と、ドラゴンが私の顔の前までパタパタと飛んで来た。私の目をじっとのぞき込む。


「会ったばかりか。それもそうだな。じゃあこうしよう。おまえ、おれさまと友達になれ!」


「えっ?」


「だから、『お友達からはじめよう』って言ってやってるんだよ」


……『お友達からはじめよう』……。

ドラゴンと……。


これだってある意味交際の申し込みなんだろう。生きてきて初めて告られた。相手はドラゴンだけど。しかもかなりの上から目線……。

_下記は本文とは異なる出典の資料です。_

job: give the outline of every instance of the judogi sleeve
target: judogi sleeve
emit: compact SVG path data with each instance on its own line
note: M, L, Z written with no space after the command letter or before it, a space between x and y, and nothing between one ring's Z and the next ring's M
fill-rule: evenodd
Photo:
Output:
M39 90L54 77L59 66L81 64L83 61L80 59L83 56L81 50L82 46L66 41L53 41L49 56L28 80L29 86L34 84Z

まあ、確かに16歳になっていきなり来られて、すぐ結婚か生贄かと言われるよりはずっとマシなのかもしれないけど。


私が呆然としていると、ドラゴンがイラついたように声を上げる。


「おい!返事は?」


「あ……えと……じゃあ、友達からでよければ……」


「……そうか。じゃ、決まりだな!」


ドラゴンは嬉しそうに飛び回っている。


こうしてなんだがわけがわからないうちに、大きな態度の小さな金色のドラゴンとお友達としてのお付き合いを始めることになってしまったのだった。